D.  NO SE TUVIERON EN CUENTA LAS CONDICIONES LABORALES DEL SUSCRITO  ACCIONANTE, AL MOMENTO DE QUE SE DISPUSO EL CAMBIO DE SEDE DEL  JUZGADO 190 I.P.M. A LA CIUDAD DE CÚCUTA, PUES NI SIQUIERA SE  PREVIÓ EL LUGAR DONDE FUNCIONARÍA EL DESPACHO EN LA  CIUDAD DE CÚCUTA.  

Los  accionados, pese a que desde meses conocían que un despacho  debía trasladarse a la ciudad de Cúcuta, no realizaron  trámite alguno para que existiera un lugar donde pudiese  funcionar el Juzgado a cambiar de sede, situación evidente  conforme a lo siguiente: (…)  

A  la fecha de presentación de este escrito aún no ha sido  acondicionado el despacho, como consta en los siguientes documentos:  

(…)  

Todo  lo anterior, deja en el limbo el inicio de labores del juzgado,  situación preocupante y que afecta no solo mi derecho al  trabajo, sino que incluso me expone a posibles acciones  disciplinarias y penales, toda vez que a la fecha me han sido  entregados 207 expedientes, 3 denuncias y un despacho comisorio que  no he podido avocar, ni realizarles diligencias, toda vez que no  cuento con un lugar para ejercer mis labores como lo he venido  señalando y así mismo pese a haber solicitado en dos  ocasiones la suspensión de términos para evitar lo  señalado, a la fecha no se me ha dado respuesta sobre dichas  solicitudes, la cual dirigí a la dirección ejecutiva de  la justicia penal militar, toda vez que la Justicia Penal Militar no  cuenta con un organismo homologo al consejo superior de la  Judicatura.  

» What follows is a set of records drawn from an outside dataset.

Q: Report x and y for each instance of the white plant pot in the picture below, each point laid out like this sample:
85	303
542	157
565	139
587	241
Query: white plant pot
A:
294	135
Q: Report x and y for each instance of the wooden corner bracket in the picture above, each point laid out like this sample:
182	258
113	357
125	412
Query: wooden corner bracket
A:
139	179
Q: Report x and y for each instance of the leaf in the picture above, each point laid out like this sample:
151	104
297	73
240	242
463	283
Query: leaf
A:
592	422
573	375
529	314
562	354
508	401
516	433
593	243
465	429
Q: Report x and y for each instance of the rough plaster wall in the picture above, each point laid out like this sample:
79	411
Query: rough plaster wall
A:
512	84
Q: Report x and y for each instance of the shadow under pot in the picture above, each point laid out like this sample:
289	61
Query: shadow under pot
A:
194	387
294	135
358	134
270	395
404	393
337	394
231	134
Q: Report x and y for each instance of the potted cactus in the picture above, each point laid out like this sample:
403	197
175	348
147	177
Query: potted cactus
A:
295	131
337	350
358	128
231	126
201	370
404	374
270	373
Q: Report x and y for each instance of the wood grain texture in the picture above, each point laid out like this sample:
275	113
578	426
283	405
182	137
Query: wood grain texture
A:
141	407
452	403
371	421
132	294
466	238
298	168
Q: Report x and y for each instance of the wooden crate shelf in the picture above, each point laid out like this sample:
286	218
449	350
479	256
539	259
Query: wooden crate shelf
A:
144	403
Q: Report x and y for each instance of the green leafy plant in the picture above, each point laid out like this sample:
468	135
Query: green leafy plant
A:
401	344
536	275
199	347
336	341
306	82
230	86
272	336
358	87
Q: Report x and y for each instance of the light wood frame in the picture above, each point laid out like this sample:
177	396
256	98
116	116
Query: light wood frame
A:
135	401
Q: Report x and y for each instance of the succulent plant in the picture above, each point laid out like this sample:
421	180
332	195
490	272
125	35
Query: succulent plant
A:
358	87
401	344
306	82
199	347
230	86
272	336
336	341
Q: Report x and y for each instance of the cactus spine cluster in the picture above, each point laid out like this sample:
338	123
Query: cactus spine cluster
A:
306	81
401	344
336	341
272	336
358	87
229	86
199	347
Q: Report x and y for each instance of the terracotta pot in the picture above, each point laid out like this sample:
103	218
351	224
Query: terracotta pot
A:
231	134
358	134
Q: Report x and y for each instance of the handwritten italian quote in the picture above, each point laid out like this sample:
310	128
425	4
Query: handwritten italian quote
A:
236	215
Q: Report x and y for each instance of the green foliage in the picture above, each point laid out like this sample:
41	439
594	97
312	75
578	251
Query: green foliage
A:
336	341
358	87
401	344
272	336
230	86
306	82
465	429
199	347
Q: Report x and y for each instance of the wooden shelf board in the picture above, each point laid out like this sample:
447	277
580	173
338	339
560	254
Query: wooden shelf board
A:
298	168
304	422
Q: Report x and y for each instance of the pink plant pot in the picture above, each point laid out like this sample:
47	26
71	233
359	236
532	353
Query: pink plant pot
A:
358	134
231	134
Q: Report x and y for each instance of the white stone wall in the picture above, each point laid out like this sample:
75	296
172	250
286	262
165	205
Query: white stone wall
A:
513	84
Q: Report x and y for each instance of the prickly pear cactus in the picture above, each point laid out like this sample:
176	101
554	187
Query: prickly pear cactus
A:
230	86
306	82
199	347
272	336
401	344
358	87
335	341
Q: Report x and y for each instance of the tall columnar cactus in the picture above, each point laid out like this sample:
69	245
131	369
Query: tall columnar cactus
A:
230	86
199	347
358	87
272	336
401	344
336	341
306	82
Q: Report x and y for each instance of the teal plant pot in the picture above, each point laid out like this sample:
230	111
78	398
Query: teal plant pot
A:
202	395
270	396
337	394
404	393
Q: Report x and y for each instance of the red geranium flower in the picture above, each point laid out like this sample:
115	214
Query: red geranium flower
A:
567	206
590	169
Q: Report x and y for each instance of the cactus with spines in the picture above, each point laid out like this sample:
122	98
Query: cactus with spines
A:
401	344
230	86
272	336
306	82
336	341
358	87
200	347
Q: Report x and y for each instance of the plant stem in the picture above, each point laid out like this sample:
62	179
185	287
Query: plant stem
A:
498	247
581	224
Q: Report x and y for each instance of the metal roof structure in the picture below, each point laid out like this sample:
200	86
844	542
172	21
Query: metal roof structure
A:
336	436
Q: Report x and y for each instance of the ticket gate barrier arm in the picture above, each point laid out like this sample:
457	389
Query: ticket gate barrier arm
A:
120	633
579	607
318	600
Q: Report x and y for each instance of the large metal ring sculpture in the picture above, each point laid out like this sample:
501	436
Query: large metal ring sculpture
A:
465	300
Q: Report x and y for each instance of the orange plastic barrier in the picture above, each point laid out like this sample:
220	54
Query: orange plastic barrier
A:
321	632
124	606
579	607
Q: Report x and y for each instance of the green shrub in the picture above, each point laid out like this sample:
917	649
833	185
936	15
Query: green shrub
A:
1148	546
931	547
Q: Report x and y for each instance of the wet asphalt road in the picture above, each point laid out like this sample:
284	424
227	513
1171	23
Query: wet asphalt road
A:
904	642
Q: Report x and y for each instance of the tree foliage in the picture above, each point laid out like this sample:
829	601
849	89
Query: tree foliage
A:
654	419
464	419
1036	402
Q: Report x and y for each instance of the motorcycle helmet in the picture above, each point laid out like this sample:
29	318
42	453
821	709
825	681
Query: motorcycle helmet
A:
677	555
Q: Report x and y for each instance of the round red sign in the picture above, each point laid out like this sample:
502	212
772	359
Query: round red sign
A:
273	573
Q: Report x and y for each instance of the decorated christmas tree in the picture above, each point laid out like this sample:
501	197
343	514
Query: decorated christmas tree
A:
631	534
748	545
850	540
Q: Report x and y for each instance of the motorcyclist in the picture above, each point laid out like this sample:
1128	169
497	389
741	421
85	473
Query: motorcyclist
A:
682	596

E.  NO SE TUVIERON EN CUENTA LAS CONDICIONES ECONOMICAS DEL SUSCRITO  ACCIONANTE, AL MOMENTO DE QUE SE DISPUSO EL CAMBIO DE SEDE DEL  JUZGADO 190 I.P.M. A LA CIUDAD DE CÚCUTA.  

(…)  

F.  AUNADO A LO ANTERIOR, EN LA ACTUALIDAD YA ESTOY VIENDO AFECTADO MI  MÍNIMO VITAL POR LAS SIGUIENTES RAZONES:  

Debo  mantener dos lugares de residencia (…), he tenido que asumir  los costos de traslado terrestre todos los fines de semana de Cúcuta  a Bucaramanga (…), a mi llegada no existía un lugar  para el funcionamiento de juzgado del cual soy titular y he tenido  que incurrir en gastos de mi propio bolsillo para su adecuación  (…)  

G.  NO SE TUVIERON EN CUENTA LAS CONDICIONES DE SALUD DE MI FAMILIA Y DEL  SUSCRITO ACCIONANTE.  

En  la actualidad mi pareja se encuentra en estado de embarazo con  recomendación médica de mantener reposo absoluto,  debido a los riesgos del primer trimestre de embarazo y a sus  antecedentes médicos (…)  

Previo  a la orden de cambio de sede, venía en tratamiento por una  lesión en la columna, hecho de conocimiento de los accionados  pues los mismos autorizaron el permiso para acudir a las terapias  físicas (…)  

Aunado  a lo anterior se encuentran las precarias condiciones de atención  en salud de la Policía Nacional en la ciudad de Cúcuta  (…)” (Sic.)  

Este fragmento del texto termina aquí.